# Quilted Cutting Board



## Pop_pop1 (Sep 10, 2004)

Well here you go guys, my first post of something I've made. This is a special cutting board I made as a gift for a family member. I am normally a very modest guy and don't show off things I've made, but I thought I'd share this one with you. It is made out of 1 1/4" Quilted Maple and Figured Cherry. The handles laminated to match the board and are pinned on with brass pins. It has a hand rubbed food safe oil finish. Not a real complicated project, but the grain made it challenging. Thanks, Chuck


----------



## NewMontanaWorkshop (Sep 10, 2004)

Now that's just plain fantastic!


----------



## rh111 (Mar 24, 2005)

That is beautiful....


----------



## Mark (Aug 4, 2004)

Wow pop_pop1 that is really sweet....


----------



## Visteonguy (Aug 6, 2005)

Geesch,,, Pop Pop.... if you stare at that for a while, I think it would put you in a trance,,,, That is one nice peice of wood, beautiful work,, Pop Pop


----------



## Pop_pop1 (Sep 10, 2004)

Thanks everyone. I knew you guys would appreciate a nice looking piece of wood and wanted to share it with you. BTW my router table fence toggle clamp hold downs worked fine. The fence didn't creap at all. Thanks again.......Chuck


----------



## GoonMan (Mar 22, 2005)

WOW Chuck that is one fantastic looking piece of work. Great Job sir.  

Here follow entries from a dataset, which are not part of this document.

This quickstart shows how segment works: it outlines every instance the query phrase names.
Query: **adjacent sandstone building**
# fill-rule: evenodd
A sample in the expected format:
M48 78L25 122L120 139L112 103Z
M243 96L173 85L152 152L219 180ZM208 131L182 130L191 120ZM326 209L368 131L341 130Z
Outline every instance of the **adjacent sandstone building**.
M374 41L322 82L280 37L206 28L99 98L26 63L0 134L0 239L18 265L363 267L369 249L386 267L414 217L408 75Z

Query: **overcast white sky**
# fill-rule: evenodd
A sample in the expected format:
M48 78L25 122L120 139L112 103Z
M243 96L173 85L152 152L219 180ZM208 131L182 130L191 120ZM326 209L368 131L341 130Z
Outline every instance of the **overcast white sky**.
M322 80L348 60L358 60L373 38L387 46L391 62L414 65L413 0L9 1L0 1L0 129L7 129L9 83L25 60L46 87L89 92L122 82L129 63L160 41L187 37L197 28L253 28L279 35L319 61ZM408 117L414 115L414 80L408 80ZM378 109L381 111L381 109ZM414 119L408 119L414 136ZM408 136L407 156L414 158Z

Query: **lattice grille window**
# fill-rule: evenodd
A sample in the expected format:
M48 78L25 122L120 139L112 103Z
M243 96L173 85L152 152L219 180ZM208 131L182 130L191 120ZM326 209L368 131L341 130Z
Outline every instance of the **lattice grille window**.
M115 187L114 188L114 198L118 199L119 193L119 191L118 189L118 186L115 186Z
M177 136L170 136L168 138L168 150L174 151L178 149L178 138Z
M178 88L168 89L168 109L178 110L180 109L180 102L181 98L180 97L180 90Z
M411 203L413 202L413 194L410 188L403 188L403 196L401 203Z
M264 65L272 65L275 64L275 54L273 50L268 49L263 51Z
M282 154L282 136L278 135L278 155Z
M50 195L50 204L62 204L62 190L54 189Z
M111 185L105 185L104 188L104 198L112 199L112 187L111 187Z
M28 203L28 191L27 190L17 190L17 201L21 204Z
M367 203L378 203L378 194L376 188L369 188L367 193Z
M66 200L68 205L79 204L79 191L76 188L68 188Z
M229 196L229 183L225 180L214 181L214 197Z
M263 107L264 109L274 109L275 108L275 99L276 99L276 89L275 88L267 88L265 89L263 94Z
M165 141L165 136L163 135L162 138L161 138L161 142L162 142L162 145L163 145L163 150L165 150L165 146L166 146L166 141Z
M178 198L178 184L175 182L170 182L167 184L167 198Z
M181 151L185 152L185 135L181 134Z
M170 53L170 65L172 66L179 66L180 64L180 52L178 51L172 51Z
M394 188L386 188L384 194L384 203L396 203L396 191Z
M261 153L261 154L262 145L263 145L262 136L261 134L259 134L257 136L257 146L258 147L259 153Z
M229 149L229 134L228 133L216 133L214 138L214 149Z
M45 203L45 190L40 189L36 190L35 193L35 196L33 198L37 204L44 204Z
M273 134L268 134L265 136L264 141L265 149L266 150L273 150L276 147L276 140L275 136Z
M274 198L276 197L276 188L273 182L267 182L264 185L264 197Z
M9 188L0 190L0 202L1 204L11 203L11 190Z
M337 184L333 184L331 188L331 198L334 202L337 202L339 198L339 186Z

Thanks for sharing. Please share more of your work.


----------



## Pop_pop1 (Sep 10, 2004)

Thanks Randy for the kind words. I'll see what I can do about posting more pictures as the projects get completed.....Chuck


----------



## dusty56 (Jan 1, 2006)

This is Fantastic !!! Mother Nature made it and you turned it into an heirloom !!! the curly maple was fantastic by itself but I like the cherry accents together with the maple ! NICE JOB


----------



## fishmonger (Nov 8, 2011)

what kind of glue do you use to fasten the brass to the wood?


----------



## OPG3 (Jan 9, 2011)

That's a beautiful and functional piece you've made there Chuck. I know your family member that received this will be very pleased with it - and the others may be jealous!
If it were in my kitchen, though; it would never get carved on! Too nice... *OPG3*


----------



## xplorx4 (Dec 1, 2008)

That is very well done, I would hope no one would really cut anything on such a piece of art as that wood is, seems once in a while we come across such pieces here is one I have and have no idea what I shall do with it. For now it hangs on the wall between the living room and dinning room.

In the last photo the one on the right has since been finished it may become a bench or coffee table.


----------



## Mike (Nov 22, 2004)

Jerry, this would make a very cool wall clock.


----------



## crash_landing (Mar 29, 2010)

Absolutely beautiful...great job

crash


----------